American film director and editor William Hal Ashby (September 2, 1929 — December 27, 1988) was a complete fucking mess. Married and divorced five times, dependent on drugs and considered a recluse, his life and work reflected the counterculture lifestyle. He was part of the New Hollywood wave of filmmaking alongside contemporaries that included Martin Scorsese, Peter Bogdanovich, Woody Allen, and Roman Polanski.

Born into a Mormon family in Ogden, Utah, Ashby's parents divorced in 1936, and when he was 12 his father un-alived himself. After dropping out of high school at 17, he hitchhiked to L.A. for a fresh start. Finding a printing press job at Universal Studios, Ashby gradually worked his way into film editing at other studios, and was friends with a messenger named Jack Nicholson while at MGM. Eventually he moved up to full editor status while working with director Norman Jewison, and he won the Academy Award for film editing on In The Heat of the Night (1967).

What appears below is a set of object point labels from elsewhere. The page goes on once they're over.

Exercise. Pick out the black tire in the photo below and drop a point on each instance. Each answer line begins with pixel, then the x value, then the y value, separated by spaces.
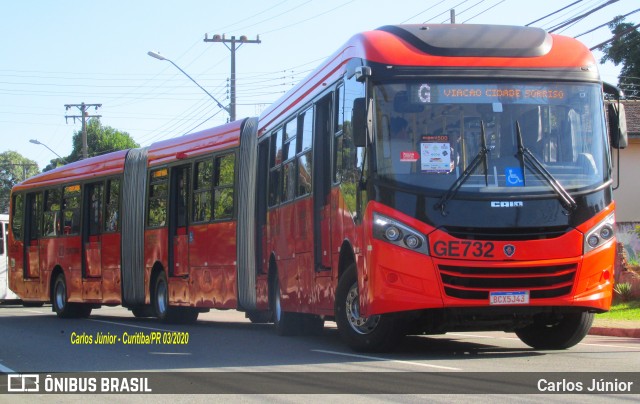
pixel 556 334
pixel 259 317
pixel 286 323
pixel 166 313
pixel 364 334
pixel 160 298
pixel 61 306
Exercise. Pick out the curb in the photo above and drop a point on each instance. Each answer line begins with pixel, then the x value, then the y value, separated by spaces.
pixel 615 332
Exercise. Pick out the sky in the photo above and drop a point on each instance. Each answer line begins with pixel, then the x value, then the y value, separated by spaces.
pixel 61 52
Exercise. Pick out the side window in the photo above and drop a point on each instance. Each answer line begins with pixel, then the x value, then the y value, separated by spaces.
pixel 2 233
pixel 71 210
pixel 275 168
pixel 202 183
pixel 158 191
pixel 34 208
pixel 17 217
pixel 304 155
pixel 289 165
pixel 96 192
pixel 113 206
pixel 51 216
pixel 351 156
pixel 339 120
pixel 223 190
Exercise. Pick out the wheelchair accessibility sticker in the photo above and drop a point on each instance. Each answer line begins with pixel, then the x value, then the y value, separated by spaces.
pixel 513 177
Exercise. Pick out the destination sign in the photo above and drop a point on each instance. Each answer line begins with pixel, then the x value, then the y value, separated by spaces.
pixel 491 93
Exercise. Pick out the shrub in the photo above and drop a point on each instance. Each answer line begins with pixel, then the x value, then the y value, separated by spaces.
pixel 624 291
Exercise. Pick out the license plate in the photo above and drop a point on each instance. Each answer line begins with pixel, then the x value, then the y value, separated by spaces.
pixel 515 297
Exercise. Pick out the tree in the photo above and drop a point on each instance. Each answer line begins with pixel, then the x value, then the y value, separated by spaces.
pixel 625 50
pixel 100 140
pixel 14 168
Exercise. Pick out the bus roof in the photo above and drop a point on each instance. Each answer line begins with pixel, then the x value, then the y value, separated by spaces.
pixel 452 45
pixel 165 151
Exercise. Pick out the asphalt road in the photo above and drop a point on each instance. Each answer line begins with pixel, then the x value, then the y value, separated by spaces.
pixel 34 340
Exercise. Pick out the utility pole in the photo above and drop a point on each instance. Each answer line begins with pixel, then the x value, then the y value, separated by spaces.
pixel 235 43
pixel 84 115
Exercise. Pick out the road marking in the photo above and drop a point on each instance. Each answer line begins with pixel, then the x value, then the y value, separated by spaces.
pixel 478 336
pixel 130 325
pixel 169 353
pixel 611 346
pixel 376 358
pixel 5 369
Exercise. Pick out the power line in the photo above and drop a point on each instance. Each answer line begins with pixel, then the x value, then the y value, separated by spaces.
pixel 606 23
pixel 555 12
pixel 582 16
pixel 483 11
pixel 626 31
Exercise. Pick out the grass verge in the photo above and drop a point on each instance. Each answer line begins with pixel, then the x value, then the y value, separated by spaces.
pixel 623 311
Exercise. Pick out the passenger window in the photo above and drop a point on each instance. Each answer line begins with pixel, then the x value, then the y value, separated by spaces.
pixel 203 180
pixel 51 216
pixel 95 208
pixel 223 194
pixel 113 206
pixel 71 210
pixel 158 191
pixel 17 216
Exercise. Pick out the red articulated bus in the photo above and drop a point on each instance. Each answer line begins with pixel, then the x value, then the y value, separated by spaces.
pixel 423 179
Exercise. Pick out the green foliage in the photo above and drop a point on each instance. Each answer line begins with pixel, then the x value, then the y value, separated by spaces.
pixel 14 168
pixel 100 140
pixel 625 49
pixel 624 291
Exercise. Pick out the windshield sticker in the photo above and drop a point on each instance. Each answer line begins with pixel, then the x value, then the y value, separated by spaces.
pixel 409 157
pixel 435 157
pixel 513 177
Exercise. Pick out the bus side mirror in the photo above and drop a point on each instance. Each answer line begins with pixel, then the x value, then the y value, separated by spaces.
pixel 617 125
pixel 359 122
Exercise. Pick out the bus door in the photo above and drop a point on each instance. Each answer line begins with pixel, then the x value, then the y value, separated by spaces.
pixel 178 219
pixel 31 244
pixel 322 229
pixel 322 186
pixel 91 230
pixel 262 199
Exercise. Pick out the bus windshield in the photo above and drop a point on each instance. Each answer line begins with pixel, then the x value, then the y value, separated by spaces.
pixel 428 132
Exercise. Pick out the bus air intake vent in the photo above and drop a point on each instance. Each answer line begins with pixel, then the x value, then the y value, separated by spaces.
pixel 475 283
pixel 506 234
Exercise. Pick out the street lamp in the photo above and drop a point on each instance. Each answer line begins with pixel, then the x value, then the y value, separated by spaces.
pixel 35 141
pixel 160 57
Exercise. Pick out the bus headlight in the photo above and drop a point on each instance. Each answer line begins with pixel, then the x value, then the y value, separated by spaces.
pixel 600 233
pixel 394 232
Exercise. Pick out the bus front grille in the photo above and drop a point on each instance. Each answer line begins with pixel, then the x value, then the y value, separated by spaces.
pixel 475 283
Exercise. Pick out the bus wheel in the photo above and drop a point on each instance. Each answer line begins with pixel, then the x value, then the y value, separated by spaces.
pixel 556 333
pixel 61 306
pixel 286 323
pixel 373 333
pixel 161 297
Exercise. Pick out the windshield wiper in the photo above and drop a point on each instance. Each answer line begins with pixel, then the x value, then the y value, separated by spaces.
pixel 564 197
pixel 480 157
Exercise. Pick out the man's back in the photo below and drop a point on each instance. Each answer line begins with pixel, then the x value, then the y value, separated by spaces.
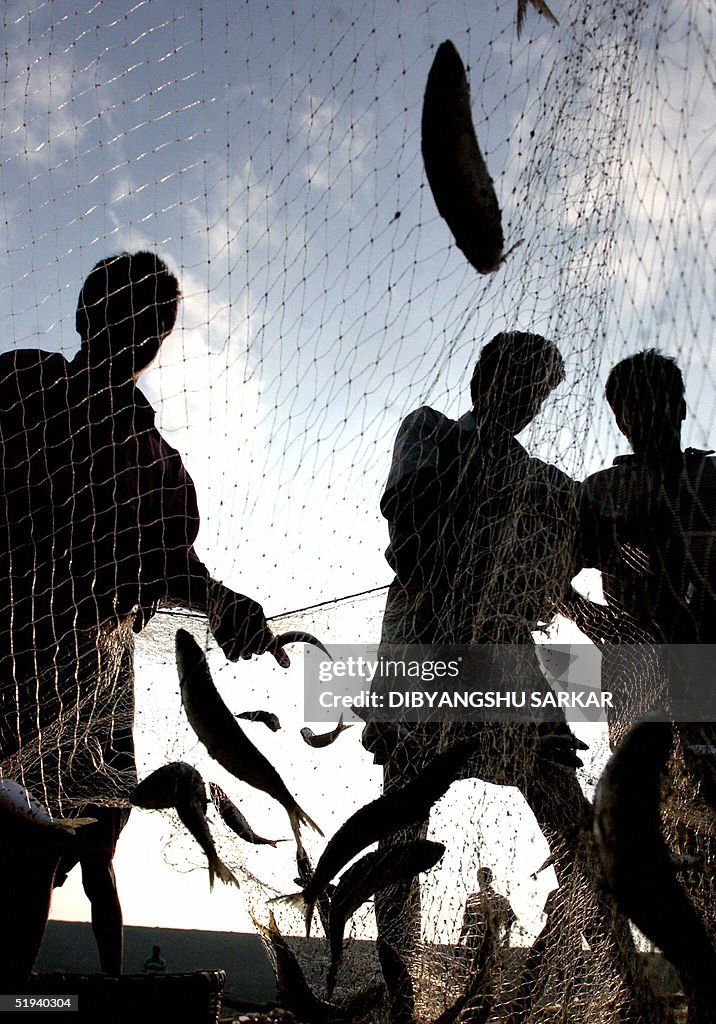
pixel 662 566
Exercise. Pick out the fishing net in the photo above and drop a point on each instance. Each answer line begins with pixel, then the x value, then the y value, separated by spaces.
pixel 271 156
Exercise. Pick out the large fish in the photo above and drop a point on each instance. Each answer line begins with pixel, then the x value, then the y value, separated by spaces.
pixel 179 785
pixel 18 802
pixel 456 169
pixel 236 820
pixel 267 718
pixel 406 806
pixel 324 738
pixel 224 739
pixel 638 866
pixel 372 872
pixel 294 991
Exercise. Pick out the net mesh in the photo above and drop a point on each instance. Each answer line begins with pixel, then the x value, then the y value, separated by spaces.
pixel 271 156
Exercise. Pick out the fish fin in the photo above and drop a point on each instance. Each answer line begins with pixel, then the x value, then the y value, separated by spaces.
pixel 225 875
pixel 70 824
pixel 331 978
pixel 300 903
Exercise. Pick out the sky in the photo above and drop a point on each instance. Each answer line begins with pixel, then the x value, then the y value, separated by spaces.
pixel 270 154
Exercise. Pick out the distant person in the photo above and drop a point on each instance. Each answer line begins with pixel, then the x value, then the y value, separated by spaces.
pixel 488 916
pixel 155 964
pixel 98 517
pixel 482 545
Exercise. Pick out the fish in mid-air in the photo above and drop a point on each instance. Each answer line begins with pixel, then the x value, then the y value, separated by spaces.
pixel 324 738
pixel 364 879
pixel 17 801
pixel 220 733
pixel 293 990
pixel 539 5
pixel 236 820
pixel 267 718
pixel 405 806
pixel 455 167
pixel 179 785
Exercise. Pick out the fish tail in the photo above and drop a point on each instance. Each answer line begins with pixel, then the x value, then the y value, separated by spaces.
pixel 71 824
pixel 298 816
pixel 223 872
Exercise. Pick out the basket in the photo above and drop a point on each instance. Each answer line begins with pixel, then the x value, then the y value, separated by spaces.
pixel 193 997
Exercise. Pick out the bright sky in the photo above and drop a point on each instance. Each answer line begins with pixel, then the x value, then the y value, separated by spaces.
pixel 265 150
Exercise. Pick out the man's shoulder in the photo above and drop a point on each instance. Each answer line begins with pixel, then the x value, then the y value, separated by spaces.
pixel 30 363
pixel 425 420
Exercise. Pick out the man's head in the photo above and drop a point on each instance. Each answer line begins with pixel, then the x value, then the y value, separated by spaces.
pixel 514 374
pixel 646 395
pixel 485 877
pixel 126 308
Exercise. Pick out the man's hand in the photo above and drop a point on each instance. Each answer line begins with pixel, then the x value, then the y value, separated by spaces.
pixel 238 624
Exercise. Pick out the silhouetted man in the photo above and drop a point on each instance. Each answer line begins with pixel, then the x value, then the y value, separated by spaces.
pixel 98 517
pixel 659 578
pixel 482 542
pixel 662 568
pixel 659 563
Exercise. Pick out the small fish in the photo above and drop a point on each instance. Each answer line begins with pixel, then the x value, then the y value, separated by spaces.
pixel 455 167
pixel 399 984
pixel 406 806
pixel 224 739
pixel 324 738
pixel 305 870
pixel 236 820
pixel 637 863
pixel 17 801
pixel 276 647
pixel 179 785
pixel 539 5
pixel 267 718
pixel 372 872
pixel 295 994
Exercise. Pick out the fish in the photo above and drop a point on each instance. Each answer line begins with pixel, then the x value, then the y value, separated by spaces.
pixel 294 991
pixel 276 647
pixel 372 872
pixel 374 821
pixel 220 733
pixel 267 718
pixel 323 903
pixel 17 801
pixel 637 863
pixel 540 6
pixel 455 167
pixel 324 738
pixel 399 984
pixel 236 820
pixel 179 785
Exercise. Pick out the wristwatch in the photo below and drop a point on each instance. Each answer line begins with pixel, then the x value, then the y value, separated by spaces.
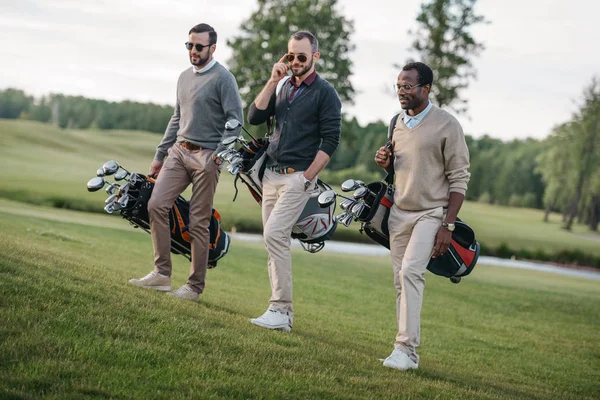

It was Jewison who encouraged Ashby to try his hand at directing with The Landlord (1970). This led to a series of successful and often critically-acclaimed films during that decade, including Harold and Maude (1971), The Last Detail (1973), Shampoo (1975), Coming Home (1978), and Being There (1979). In the 1980s, Ashby's career entered a tailspin as he became increasingly combative with executives at Lorimar who financed his production company Northstar. He gradually became unemployable due in part to his heavy cocaine use, and collapsed while filming Let's Spend the Night Together (1983), one of six films he completed that decade.

Ashby was diagnosed in 1988 with pancreatic cancer that quickly spread to other organs, and died at his home in Malibu at the age of 59. His life ended like his career: too soon and under-appreciated.